Directory
- Overview
- Dynamically adjust Join strategy
-
- principle
- Actual combat
- Dynamically Optimize Skewed Join
-
- principle
- Actual combat
Overview
broadcast hash join
is similar to broadcast variable
in Spark shared variables. If Spark join can adopt this strategy, the join performance will be the best.
- Adaptive Query Execution (Adaptive Query Execution)
- Dynamically adjust Join strategy
- principle
- Actual combat
- Dynamically Optimize Skewed Join
- principle
- Default environment configuration
- Change setting
- Dynamically adjust Join strategy
Dynamic adjustment of Join strategy
In fact, limitations in production, especially in factories, when designing tables, are not so reasonable.
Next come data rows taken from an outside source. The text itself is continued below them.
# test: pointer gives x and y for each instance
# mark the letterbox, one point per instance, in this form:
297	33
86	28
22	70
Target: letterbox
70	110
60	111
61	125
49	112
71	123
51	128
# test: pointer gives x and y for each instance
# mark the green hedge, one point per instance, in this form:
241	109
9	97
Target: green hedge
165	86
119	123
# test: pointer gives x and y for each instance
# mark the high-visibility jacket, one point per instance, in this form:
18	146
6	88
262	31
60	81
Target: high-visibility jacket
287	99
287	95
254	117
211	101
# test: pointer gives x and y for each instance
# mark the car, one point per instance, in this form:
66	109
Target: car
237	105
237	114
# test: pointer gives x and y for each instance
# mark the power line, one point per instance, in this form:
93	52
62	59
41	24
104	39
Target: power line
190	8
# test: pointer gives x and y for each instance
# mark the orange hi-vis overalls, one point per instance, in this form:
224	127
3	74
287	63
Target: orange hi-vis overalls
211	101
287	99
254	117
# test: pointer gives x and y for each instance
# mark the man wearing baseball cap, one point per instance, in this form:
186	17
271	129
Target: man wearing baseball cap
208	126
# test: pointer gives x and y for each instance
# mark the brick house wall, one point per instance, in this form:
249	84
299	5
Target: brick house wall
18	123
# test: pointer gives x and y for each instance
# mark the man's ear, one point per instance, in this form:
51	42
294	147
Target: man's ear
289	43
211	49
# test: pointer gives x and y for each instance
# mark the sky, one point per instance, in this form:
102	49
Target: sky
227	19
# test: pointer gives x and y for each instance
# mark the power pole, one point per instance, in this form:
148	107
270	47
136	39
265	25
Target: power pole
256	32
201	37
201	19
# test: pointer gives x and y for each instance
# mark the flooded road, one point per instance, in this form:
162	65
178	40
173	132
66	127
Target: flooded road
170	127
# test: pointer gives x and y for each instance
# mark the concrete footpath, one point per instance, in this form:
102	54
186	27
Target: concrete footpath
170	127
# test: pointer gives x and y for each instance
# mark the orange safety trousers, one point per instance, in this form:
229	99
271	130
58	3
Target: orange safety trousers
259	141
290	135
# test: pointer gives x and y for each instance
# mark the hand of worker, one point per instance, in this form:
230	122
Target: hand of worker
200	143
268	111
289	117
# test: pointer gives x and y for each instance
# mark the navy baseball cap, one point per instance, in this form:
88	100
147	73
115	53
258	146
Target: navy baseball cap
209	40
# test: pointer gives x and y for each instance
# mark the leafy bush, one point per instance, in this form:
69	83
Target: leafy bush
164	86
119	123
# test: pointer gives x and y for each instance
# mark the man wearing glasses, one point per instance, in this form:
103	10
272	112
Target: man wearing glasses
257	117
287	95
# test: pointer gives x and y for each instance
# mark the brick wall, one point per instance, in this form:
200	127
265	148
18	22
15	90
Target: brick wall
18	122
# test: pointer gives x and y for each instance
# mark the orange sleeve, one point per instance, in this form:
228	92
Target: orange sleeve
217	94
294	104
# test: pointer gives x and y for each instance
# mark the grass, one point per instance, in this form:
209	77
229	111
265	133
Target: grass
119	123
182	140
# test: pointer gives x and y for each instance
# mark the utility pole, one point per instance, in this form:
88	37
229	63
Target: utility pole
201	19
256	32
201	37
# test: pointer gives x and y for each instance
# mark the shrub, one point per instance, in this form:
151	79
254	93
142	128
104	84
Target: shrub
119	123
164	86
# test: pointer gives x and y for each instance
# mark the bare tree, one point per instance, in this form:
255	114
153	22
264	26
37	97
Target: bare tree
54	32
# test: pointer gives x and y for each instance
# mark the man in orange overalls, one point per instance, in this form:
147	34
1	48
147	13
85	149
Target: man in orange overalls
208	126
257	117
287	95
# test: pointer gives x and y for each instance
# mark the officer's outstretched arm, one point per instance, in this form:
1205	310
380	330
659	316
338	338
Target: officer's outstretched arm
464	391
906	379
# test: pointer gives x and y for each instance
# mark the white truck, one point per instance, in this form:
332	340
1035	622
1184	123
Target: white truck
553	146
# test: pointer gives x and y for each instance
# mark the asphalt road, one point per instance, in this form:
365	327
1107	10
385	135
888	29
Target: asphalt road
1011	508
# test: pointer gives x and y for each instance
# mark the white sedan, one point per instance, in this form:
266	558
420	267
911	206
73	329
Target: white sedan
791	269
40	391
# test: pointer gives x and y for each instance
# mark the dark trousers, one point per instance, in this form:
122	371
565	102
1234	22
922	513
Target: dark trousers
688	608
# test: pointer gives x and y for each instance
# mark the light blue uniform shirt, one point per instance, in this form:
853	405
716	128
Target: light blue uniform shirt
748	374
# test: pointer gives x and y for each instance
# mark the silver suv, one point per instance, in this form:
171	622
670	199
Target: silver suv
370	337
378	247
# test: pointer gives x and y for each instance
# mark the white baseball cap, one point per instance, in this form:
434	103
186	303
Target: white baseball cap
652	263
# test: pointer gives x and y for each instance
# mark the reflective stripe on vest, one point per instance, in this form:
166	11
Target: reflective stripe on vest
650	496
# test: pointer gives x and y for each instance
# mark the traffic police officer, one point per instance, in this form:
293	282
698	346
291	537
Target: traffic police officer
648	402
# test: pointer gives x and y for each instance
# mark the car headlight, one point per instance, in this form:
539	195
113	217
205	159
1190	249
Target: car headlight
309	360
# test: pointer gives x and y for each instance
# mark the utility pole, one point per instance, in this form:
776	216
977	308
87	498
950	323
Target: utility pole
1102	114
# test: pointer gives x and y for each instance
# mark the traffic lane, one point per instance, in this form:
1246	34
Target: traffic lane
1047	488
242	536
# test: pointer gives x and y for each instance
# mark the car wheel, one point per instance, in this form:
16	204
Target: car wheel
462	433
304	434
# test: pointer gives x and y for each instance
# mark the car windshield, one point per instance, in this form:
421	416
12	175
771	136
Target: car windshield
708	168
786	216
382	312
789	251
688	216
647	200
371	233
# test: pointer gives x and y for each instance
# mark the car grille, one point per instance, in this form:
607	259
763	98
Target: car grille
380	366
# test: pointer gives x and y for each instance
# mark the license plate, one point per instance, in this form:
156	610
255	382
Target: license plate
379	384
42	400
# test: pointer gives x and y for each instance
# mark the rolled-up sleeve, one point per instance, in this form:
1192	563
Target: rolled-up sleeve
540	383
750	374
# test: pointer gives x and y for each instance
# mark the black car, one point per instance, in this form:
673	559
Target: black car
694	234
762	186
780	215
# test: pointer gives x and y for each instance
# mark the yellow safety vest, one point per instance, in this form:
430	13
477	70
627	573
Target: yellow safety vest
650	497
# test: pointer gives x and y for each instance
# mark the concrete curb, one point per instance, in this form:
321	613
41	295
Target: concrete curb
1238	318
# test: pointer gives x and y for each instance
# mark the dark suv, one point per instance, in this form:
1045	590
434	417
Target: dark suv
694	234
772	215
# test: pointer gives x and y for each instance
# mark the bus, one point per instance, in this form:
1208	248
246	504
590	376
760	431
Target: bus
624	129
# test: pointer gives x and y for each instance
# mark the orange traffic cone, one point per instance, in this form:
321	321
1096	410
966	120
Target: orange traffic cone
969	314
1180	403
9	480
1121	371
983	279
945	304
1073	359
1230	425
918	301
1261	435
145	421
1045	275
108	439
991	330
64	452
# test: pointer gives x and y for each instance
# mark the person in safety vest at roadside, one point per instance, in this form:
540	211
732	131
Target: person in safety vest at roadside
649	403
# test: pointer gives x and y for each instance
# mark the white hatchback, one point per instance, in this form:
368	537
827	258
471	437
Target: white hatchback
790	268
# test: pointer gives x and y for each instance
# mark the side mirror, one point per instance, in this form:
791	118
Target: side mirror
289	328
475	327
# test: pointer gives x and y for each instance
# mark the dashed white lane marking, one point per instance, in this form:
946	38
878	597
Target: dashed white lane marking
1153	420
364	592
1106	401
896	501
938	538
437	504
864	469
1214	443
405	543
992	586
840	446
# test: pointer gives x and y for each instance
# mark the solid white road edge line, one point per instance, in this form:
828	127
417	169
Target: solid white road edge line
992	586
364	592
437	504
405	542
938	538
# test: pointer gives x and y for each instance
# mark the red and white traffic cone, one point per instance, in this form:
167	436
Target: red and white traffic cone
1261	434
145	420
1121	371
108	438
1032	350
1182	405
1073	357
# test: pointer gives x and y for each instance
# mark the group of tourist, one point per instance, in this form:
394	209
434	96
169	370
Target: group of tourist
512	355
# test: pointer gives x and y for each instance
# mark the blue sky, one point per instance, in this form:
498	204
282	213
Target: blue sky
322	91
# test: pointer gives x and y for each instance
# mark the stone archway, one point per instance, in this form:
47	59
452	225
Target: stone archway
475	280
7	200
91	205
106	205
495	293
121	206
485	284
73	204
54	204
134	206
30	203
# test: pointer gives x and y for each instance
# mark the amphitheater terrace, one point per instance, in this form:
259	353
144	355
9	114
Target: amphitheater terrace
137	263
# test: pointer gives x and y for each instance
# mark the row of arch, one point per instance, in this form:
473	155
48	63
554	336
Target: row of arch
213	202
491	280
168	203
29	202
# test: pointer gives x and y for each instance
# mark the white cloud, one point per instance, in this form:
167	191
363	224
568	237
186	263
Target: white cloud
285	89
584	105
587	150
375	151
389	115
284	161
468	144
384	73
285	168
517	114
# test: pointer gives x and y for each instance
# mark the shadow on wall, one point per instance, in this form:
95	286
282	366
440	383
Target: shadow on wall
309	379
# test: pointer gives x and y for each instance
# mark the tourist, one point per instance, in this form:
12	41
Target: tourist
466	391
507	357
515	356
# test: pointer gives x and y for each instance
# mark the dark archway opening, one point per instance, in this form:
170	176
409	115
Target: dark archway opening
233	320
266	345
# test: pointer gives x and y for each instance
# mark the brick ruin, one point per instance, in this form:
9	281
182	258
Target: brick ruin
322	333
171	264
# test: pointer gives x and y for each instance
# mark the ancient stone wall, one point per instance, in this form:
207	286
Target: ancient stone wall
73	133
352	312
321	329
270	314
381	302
As a result, this situation is rare and difficult to adjust.
Principle
AQE can convert sort-merge join
into broadcast hash join
, provided that the join table is smaller than the adaptive broadcast hash join
threshold.
After the adaptive query execution mechanism is turned on, the join strategy can be re-planned based on the most accurate data indicators at runtime to dynamically adjust the join strategy.
Look at the picture below:
During the subsequent testing process, you can see the execution graph of spark sql.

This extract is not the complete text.